With naive recursion (exhaustive search), there are \(2^N\) ways to pick cards, which is far too slow for \(N=3000\). However, there are only \(N^2\) possible card ranges \([i, j]\), so by reusing previously computed results through DP, we can solve the problem efficiently.

Algorithm

Dynamic Programming

We define the following DP table: - \(dp[i][j]\): When the remaining cards range from \(V_i\) to \(V_j\), the maximum value of “(current player’s total score) - (opponent’s total score)” that the current player can achieve.

Transition: - When there is only one card (base case): \(dp[i][i] = V_i\) - When there are multiple cards (length \(L = j - i + 1\)): \(dp[i][j] = \max(V_i - dp[i+1][j], \quad V_j - dp[i][j-1])\)

We compute this in order of increasing card range length \(L\) from \(1\) to \(N\).

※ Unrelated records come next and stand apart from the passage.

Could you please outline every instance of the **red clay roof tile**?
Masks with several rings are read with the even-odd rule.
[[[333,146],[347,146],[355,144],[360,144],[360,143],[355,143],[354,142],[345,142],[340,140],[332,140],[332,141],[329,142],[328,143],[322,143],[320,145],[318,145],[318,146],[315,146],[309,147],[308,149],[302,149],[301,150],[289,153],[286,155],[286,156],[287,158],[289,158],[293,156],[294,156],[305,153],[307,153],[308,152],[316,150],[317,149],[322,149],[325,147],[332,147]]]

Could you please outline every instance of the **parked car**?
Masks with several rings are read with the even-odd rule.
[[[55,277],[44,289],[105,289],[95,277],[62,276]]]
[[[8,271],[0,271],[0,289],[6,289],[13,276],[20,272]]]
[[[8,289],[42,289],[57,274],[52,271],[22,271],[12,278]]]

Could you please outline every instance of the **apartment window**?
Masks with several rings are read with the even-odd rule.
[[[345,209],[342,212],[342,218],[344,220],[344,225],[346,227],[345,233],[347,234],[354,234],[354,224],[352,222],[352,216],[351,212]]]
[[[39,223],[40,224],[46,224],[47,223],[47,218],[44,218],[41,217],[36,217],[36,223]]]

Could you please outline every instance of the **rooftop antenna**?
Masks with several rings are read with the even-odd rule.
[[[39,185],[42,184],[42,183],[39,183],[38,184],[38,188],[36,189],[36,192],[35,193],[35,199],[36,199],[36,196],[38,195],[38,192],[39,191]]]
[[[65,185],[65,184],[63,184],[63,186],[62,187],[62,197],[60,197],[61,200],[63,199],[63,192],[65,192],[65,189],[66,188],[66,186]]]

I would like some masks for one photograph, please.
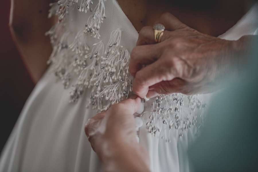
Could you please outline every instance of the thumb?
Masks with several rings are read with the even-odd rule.
[[[170,31],[188,27],[177,17],[167,12],[162,14],[159,19],[155,22],[155,24],[158,23],[162,24],[165,27],[165,30]]]
[[[112,106],[110,108],[111,114],[132,115],[140,108],[141,99],[136,96],[134,98],[128,98]]]

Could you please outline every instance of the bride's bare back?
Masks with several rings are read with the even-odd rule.
[[[45,36],[45,33],[54,22],[54,19],[47,18],[49,4],[54,1],[11,1],[10,28],[25,65],[35,83],[46,69],[46,61],[52,51],[50,40]],[[246,11],[245,4],[248,1],[214,1],[216,2],[211,7],[208,4],[204,5],[202,3],[204,2],[204,0],[117,1],[137,31],[144,26],[152,26],[162,14],[169,12],[191,27],[201,32],[217,36],[233,26],[243,16]],[[194,3],[193,2],[198,3]],[[186,3],[190,2],[191,4]],[[199,7],[200,6],[202,7]]]

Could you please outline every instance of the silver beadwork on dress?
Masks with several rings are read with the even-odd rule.
[[[58,22],[46,35],[50,36],[53,48],[48,63],[51,64],[55,74],[62,81],[64,88],[68,88],[72,78],[78,76],[72,86],[70,102],[76,102],[85,90],[90,89],[89,104],[86,105],[99,112],[106,110],[132,93],[133,77],[128,71],[130,53],[120,45],[122,31],[120,29],[111,33],[107,45],[101,40],[92,45],[86,43],[88,37],[100,39],[99,31],[107,17],[103,0],[96,0],[98,3],[93,10],[93,1],[60,0],[50,4],[48,17],[57,16]],[[85,29],[77,33],[72,43],[68,45],[68,38],[71,33],[66,17],[69,8],[85,13],[89,11],[92,14],[85,23]],[[158,24],[153,28],[160,30],[165,27]],[[186,103],[188,107],[184,106],[186,103],[184,96],[174,93],[156,98],[146,124],[150,133],[155,136],[162,128],[168,128],[163,133],[162,138],[165,135],[168,142],[169,131],[173,127],[179,130],[179,137],[183,131],[194,126],[198,134],[198,129],[204,121],[206,104],[200,96],[194,95],[188,96]],[[195,114],[196,109],[201,111],[200,116]],[[166,132],[168,136],[165,136]]]
[[[157,30],[164,30],[165,29],[165,27],[162,24],[157,24],[154,25],[153,29]]]

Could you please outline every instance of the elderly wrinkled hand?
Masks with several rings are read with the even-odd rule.
[[[136,95],[89,119],[85,132],[106,171],[149,171],[148,153],[137,142],[133,114],[141,100]]]
[[[243,50],[239,41],[201,33],[168,13],[156,23],[165,27],[161,42],[155,44],[152,27],[144,27],[131,54],[129,70],[139,96],[212,92],[236,75],[241,62],[236,56]]]

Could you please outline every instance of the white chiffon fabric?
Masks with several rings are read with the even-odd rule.
[[[138,33],[116,1],[108,0],[104,3],[108,17],[99,30],[101,39],[105,45],[112,31],[120,28],[122,33],[121,45],[131,52]],[[85,28],[88,18],[87,15],[71,9],[68,17],[73,33],[71,34],[75,34]],[[235,26],[219,37],[236,40],[244,35],[257,34],[257,25],[256,3]],[[92,45],[97,42],[96,39],[90,37],[88,41]],[[70,41],[71,43],[72,40]],[[84,131],[87,120],[96,113],[90,107],[85,106],[90,91],[85,92],[76,103],[69,104],[70,90],[63,88],[61,82],[56,81],[50,66],[26,101],[2,151],[0,172],[103,171]],[[145,104],[145,111],[149,108],[149,104]],[[166,142],[160,135],[154,137],[148,132],[144,124],[148,113],[143,118],[139,137],[140,143],[149,153],[151,170],[191,171],[185,153],[196,138],[192,130],[184,132],[179,138],[178,130],[173,127],[170,133],[171,142]]]

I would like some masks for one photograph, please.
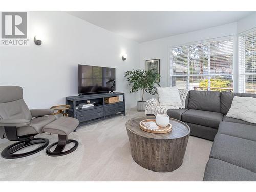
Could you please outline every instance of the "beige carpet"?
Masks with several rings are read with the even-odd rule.
[[[212,142],[190,136],[183,164],[168,173],[146,169],[134,162],[125,130],[132,117],[145,115],[132,109],[119,116],[79,127],[69,136],[78,148],[64,156],[45,150],[17,159],[0,157],[1,181],[202,181]],[[56,135],[40,134],[57,141]],[[37,136],[38,137],[38,136]],[[13,143],[0,140],[0,151]]]

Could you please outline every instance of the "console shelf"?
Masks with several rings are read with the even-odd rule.
[[[114,103],[105,103],[105,98],[114,96],[121,96],[121,100]],[[87,100],[90,100],[91,103],[96,102],[99,104],[88,108],[76,109],[78,104],[86,103]],[[95,122],[119,114],[125,115],[124,93],[99,93],[66,97],[66,103],[71,106],[70,109],[67,110],[68,116],[78,119],[80,125]]]

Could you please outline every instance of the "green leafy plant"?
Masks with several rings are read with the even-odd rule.
[[[160,75],[153,70],[145,71],[138,69],[128,71],[125,72],[125,76],[127,77],[127,80],[129,84],[132,85],[130,93],[136,93],[140,90],[142,90],[142,102],[144,102],[144,92],[155,95],[157,93],[156,85],[160,87],[160,84],[156,81],[160,79]]]

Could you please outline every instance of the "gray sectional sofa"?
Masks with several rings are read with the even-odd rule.
[[[191,90],[186,109],[167,112],[187,124],[190,135],[214,139],[203,181],[256,181],[256,124],[226,117],[234,96],[256,97],[256,94]]]
[[[256,98],[253,94],[191,90],[186,99],[186,108],[168,110],[167,114],[189,126],[191,135],[213,141],[222,121],[256,126],[226,117],[234,96]]]

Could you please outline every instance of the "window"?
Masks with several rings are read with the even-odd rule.
[[[256,30],[239,37],[239,92],[256,93]]]
[[[171,55],[173,86],[190,90],[233,91],[232,39],[175,47]]]

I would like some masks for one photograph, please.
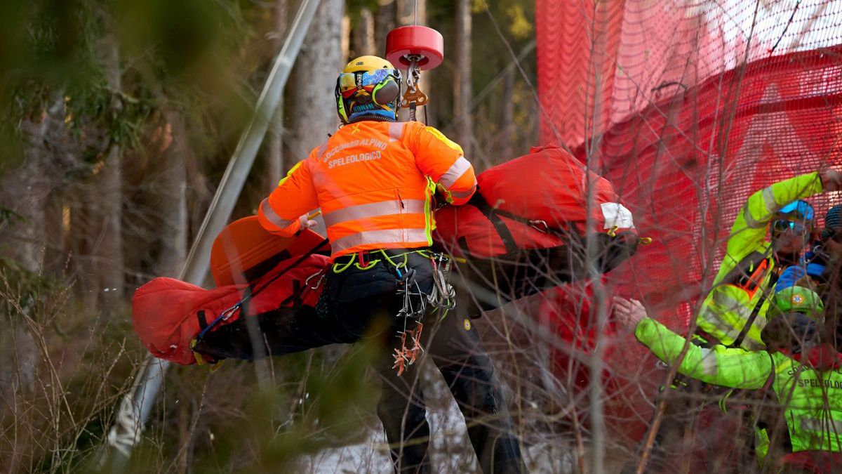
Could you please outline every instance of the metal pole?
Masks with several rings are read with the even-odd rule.
[[[258,99],[254,116],[242,132],[216,194],[205,215],[205,220],[182,270],[182,280],[196,285],[201,285],[205,281],[210,265],[210,247],[214,239],[228,222],[234,204],[242,191],[246,177],[266,135],[290,77],[290,71],[301,51],[301,43],[304,42],[318,4],[319,0],[303,0],[298,8],[290,33]],[[135,375],[135,383],[120,401],[115,424],[109,432],[108,445],[102,461],[103,465],[108,466],[109,471],[121,471],[131,455],[132,448],[140,441],[143,425],[149,417],[168,366],[168,362],[150,356]]]

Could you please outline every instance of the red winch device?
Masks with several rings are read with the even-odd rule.
[[[409,108],[409,119],[415,120],[415,108],[427,104],[427,94],[418,89],[421,71],[432,69],[445,60],[445,39],[432,28],[402,26],[386,37],[386,59],[407,67],[407,89],[402,107]]]

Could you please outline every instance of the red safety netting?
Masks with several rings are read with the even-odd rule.
[[[842,165],[842,3],[598,6],[536,0],[542,138],[568,144],[609,178],[640,234],[653,239],[607,275],[609,294],[643,299],[680,330],[750,193]],[[839,197],[811,201],[822,216]],[[589,297],[568,286],[545,294],[541,308],[545,323],[584,353],[597,331],[611,333],[571,304]],[[637,423],[624,429],[638,438],[651,398],[624,380],[647,380],[653,395],[654,378],[641,375],[654,364],[629,336],[606,341],[616,342],[606,353],[609,421]],[[588,367],[570,360],[558,354],[559,373],[584,388]]]
[[[536,0],[543,141],[576,145],[738,64],[839,44],[840,22],[829,0]]]

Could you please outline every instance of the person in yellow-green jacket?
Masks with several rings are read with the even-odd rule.
[[[776,276],[797,261],[813,232],[815,213],[801,199],[840,188],[842,174],[827,170],[775,183],[749,197],[696,317],[697,343],[764,347],[760,331]]]
[[[793,287],[775,296],[761,331],[765,351],[721,344],[701,347],[647,317],[639,301],[615,299],[614,314],[637,340],[678,371],[708,384],[771,391],[775,402],[756,420],[755,451],[765,472],[838,472],[842,469],[842,354],[823,344],[821,299]],[[768,455],[767,455],[768,454]]]

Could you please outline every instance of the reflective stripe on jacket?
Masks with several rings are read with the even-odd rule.
[[[668,364],[678,360],[685,339],[659,322],[644,318],[635,337]],[[842,373],[817,371],[783,353],[746,351],[690,344],[678,371],[709,384],[738,389],[771,389],[784,417],[793,452],[842,451]]]
[[[764,295],[771,290],[769,288],[770,279],[775,263],[770,250],[769,223],[786,204],[821,191],[818,174],[808,173],[775,183],[749,197],[731,229],[727,248],[713,280],[713,288],[696,318],[700,329],[725,345],[733,344],[754,309],[764,300],[757,309],[757,316],[752,326],[740,343],[747,349],[764,347],[760,330],[766,325],[765,315],[770,301],[768,298],[764,299]],[[727,281],[729,277],[733,276],[738,266],[755,252],[767,256],[767,262],[764,274],[755,276],[751,283],[752,288],[746,288]],[[746,270],[750,274],[755,267]]]
[[[463,204],[477,189],[462,149],[432,127],[360,121],[313,149],[260,204],[269,232],[292,235],[298,218],[321,207],[332,258],[360,250],[432,245],[436,186]]]

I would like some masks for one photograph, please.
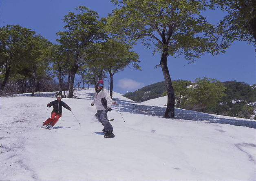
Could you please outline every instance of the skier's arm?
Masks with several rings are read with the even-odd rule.
[[[67,109],[68,110],[69,110],[70,111],[71,111],[71,108],[70,108],[69,107],[69,106],[68,106],[68,105],[67,105],[66,103],[65,103],[64,102],[62,102],[63,103],[63,104],[62,105],[62,106],[65,108],[66,109]]]
[[[49,108],[51,108],[51,106],[52,106],[53,105],[53,101],[52,101],[51,102],[50,102],[49,103],[48,103],[46,106],[49,107]]]
[[[92,106],[93,106],[94,105],[94,104],[95,104],[95,98],[96,97],[96,93],[95,93],[94,94],[94,98],[93,99],[93,101],[92,103],[90,103],[90,105]]]
[[[111,108],[112,107],[112,99],[111,97],[110,97],[110,95],[107,91],[104,91],[103,92],[103,94],[105,99],[107,100],[108,103],[108,108]]]

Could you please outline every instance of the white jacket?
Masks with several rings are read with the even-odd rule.
[[[95,104],[97,111],[106,110],[112,107],[112,99],[105,87],[98,93],[95,91],[94,99],[91,104]]]

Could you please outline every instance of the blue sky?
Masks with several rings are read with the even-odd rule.
[[[75,8],[85,6],[97,12],[100,17],[106,17],[115,6],[108,0],[1,0],[1,27],[19,24],[30,28],[53,43],[58,38],[56,33],[64,30],[62,20]],[[208,22],[217,24],[225,13],[220,11],[204,13]],[[160,54],[152,55],[152,49],[146,49],[138,43],[133,50],[139,56],[142,71],[129,68],[115,74],[113,90],[125,94],[152,84],[164,80],[159,64]],[[206,54],[194,64],[183,58],[169,56],[168,67],[172,80],[193,81],[205,77],[221,81],[237,80],[251,85],[256,83],[255,48],[246,42],[235,41],[225,54],[216,56]],[[105,82],[106,83],[106,82]],[[105,83],[105,85],[106,84]]]

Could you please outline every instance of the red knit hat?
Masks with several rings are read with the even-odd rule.
[[[98,84],[104,84],[103,83],[104,82],[103,82],[103,81],[102,80],[99,80],[99,81],[98,81]]]

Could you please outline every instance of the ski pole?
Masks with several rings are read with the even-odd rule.
[[[72,112],[72,111],[71,111],[71,112],[72,113],[72,114],[73,114],[73,112]],[[73,115],[74,116],[74,117],[75,117],[75,119],[76,119],[76,120],[78,122],[78,124],[79,124],[79,125],[80,125],[80,123],[79,123],[79,121],[78,121],[78,120],[77,120],[77,118],[75,117],[75,115],[74,115],[73,114]]]
[[[119,108],[118,107],[118,106],[117,106],[117,103],[115,103],[115,104],[117,106],[117,109],[118,109],[118,110],[119,111],[119,112],[120,112],[120,114],[121,115],[121,116],[122,116],[122,118],[123,118],[123,120],[124,120],[124,122],[125,123],[125,121],[124,121],[124,117],[123,117],[123,116],[122,116],[122,114],[121,114],[121,112],[120,112],[120,110],[119,109]]]

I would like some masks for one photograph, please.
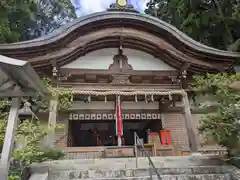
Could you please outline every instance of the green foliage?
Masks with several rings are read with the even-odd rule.
[[[6,124],[1,124],[0,128],[5,129]],[[56,128],[62,127],[57,126]],[[10,167],[9,179],[20,180],[24,169],[34,162],[58,160],[64,157],[62,150],[44,147],[42,144],[44,137],[52,130],[53,129],[41,125],[39,120],[24,120],[18,125],[15,142],[20,143],[21,147],[12,153],[14,161]],[[3,133],[1,132],[1,134]],[[3,141],[3,139],[1,141]]]
[[[231,152],[240,148],[240,91],[237,82],[240,75],[207,74],[196,76],[194,90],[211,96],[217,105],[217,111],[203,117],[199,131],[212,137],[221,146]],[[217,104],[216,104],[217,103]],[[210,106],[209,104],[205,107]],[[231,153],[230,152],[230,153]]]
[[[8,102],[1,104],[8,105]],[[0,144],[3,144],[7,125],[8,113],[0,115]],[[62,128],[57,125],[54,129]],[[21,146],[12,153],[13,162],[10,167],[9,179],[20,180],[24,169],[31,163],[43,162],[46,160],[58,160],[64,156],[64,152],[57,148],[48,148],[43,145],[44,137],[54,130],[42,125],[40,120],[23,120],[17,127],[15,142]]]
[[[240,51],[239,0],[151,0],[145,12],[203,44]]]
[[[52,81],[49,78],[43,78],[43,83],[51,92],[53,98],[57,98],[59,101],[58,109],[68,109],[73,104],[73,90],[71,88],[54,87]],[[48,102],[45,102],[45,104]]]
[[[0,43],[40,37],[74,18],[70,0],[1,0]]]

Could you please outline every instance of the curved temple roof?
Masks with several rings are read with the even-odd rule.
[[[208,47],[194,41],[170,24],[132,12],[101,12],[74,20],[47,36],[31,41],[1,44],[3,55],[28,60],[38,70],[57,60],[65,65],[101,48],[119,45],[148,52],[179,69],[192,72],[227,69],[240,54]]]

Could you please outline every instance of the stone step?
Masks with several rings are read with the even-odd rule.
[[[151,157],[156,168],[164,167],[198,167],[222,165],[223,161],[215,156],[170,156]],[[149,160],[145,157],[138,158],[139,168],[148,168]],[[58,160],[33,165],[32,168],[49,167],[51,169],[133,169],[136,168],[135,158],[107,158],[107,159],[81,159],[81,160]]]
[[[193,168],[159,168],[157,169],[161,175],[196,175],[196,174],[224,174],[226,173],[227,166],[205,166],[205,167],[193,167]],[[141,177],[148,176],[149,169],[118,169],[118,170],[77,170],[73,169],[70,171],[58,171],[51,170],[49,172],[52,177],[55,178],[114,178],[114,177]],[[155,174],[154,169],[151,169],[152,174]]]
[[[120,178],[49,178],[49,180],[159,180],[157,176],[120,177]],[[202,175],[161,175],[161,180],[231,180],[229,174],[202,174]]]

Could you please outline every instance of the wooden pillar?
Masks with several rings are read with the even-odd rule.
[[[55,128],[57,124],[57,112],[58,112],[58,99],[51,99],[49,104],[49,117],[48,117],[48,127],[52,130],[48,134],[48,146],[54,147],[55,142]]]
[[[187,128],[189,147],[190,147],[191,153],[195,153],[195,152],[198,152],[198,146],[197,146],[196,135],[193,130],[192,114],[191,114],[191,109],[189,105],[188,94],[186,91],[182,96],[182,101],[184,104],[184,117],[185,117],[185,125]]]
[[[1,163],[0,163],[0,179],[1,180],[8,179],[8,169],[10,166],[10,159],[11,159],[12,149],[14,146],[15,131],[18,124],[19,107],[20,107],[20,98],[13,98],[12,106],[8,116],[7,128],[6,128],[2,155],[1,155]]]

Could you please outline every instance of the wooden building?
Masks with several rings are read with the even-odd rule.
[[[219,150],[205,145],[197,133],[200,117],[209,110],[191,106],[188,83],[196,74],[228,71],[240,58],[117,3],[42,38],[1,44],[0,53],[27,60],[40,76],[74,89],[73,107],[50,112],[49,123],[64,125],[55,132],[56,146],[74,155],[96,152],[94,157],[114,145],[116,95],[121,97],[125,146],[134,144],[137,132],[153,155]],[[149,135],[161,129],[170,131],[171,144]]]

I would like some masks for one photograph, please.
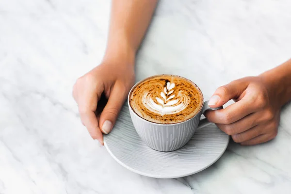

The final answer is \(dp[0][N-1]\).

Complexity

• Time Complexity: \(O(N^2)\) There are \(N(N+1)/2\) possible card range combinations (states), and each transition is computed in \(O(1)\). For \(N=3000\), this results in approximately \(4.5 \times 10^6\) computations, which comfortably fits within the time limit.
• Space Complexity: \(O(N)\) A straightforward implementation requires \(O(N^2)\) memory, but since computing length \(L\) only requires the results from length \(L-1\), we can reuse a single one-dimensional array to reduce memory to \(O(N)\).

Implementation Notes

• Memory Optimization: For \(N=3000\), allocating a \(3000 \times 3000\) two-dimensional array consumes a significant amount of memory. By updating a one-dimensional array dp as shown in the provided code, memory usage is greatly reduced.

• Execution Speed Optimization: In Python, using if statements for comparison can be faster than calling the built-in max() function. This difference can noticeably affect execution time, especially in inner loops with \(O(N^2)\) iterations.

• Fast I/O: Using sys.stdin.read().split() reads all input at once, speeding up the input processing.

  Source Code

import sys

def main():
    # Read all input at once for efficiency. sys.stdin.read().split() 
    # splits the input into a list of strings by whitespace.
    input_data = sys.stdin.read().split()
    if not input_data:
        return
    
    # N is the number of cards.
    # V is the list of integers written on the cards.
    n = int(input_data[0])
    v = list(map(int, input_data[1:]))
    
    # We use a Dynamic Programming approach to solve this minimax game.
    # Let f(i, j) be the maximum value of (current player's sum - opponent's sum)
    # for the cards in the range [i, j].
    # The base case is when only one card is left: f(i, i) = V[i].
    # For a range [i, j], the current player can pick either V[i] or V[j].
    # If they pick V[i], the difference becomes V[i] - f(i+1, j).
    # If they pick V[j], the difference becomes V[j] - f(i, j-1).
    # Each player acts optimally to maximize this difference.
    
    # dp[i] will store the result for a subarray of the current 'length'
    # starting at index i. This allows us to use O(N) space.
    # Initialize the DP table for length 1.
    dp = list(v)
    
    # Iterate through possible lengths of subarrays from 2 up to N.
    for length in range(2, n + 1):
        # offset represents the distance from the left index i to the right index j.
        offset = length - 1
        
        # Calculate the DP value for each subarray of the current length.
        # We update the dp array in-place. dp[i] for 'length' is calculated 
        # using dp[i] and dp[i+1] from 'length - 1'.
        for i in range(n - length + 1):
            # Option 1: Pick the leftmost card v[i].
            # Option 2: Pick the rightmost card v[i + offset].
            
            # Use a simple if-else instead of the max() function for a slight performance gain in Python.
            opt_left = v[i] - dp[i + 1]
            opt_right = v[i + offset] - dp[i]
            
            if opt_left > opt_right:
                dp[i] = opt_left
            else:
                dp[i] = opt_right
                
    # The final answer is the maximum difference for the full array (length N) starting at index 0.
    print(dp[0])

if __name__ == '__main__':
    main()

This editorial was generated by gemini-3-flash-thinking.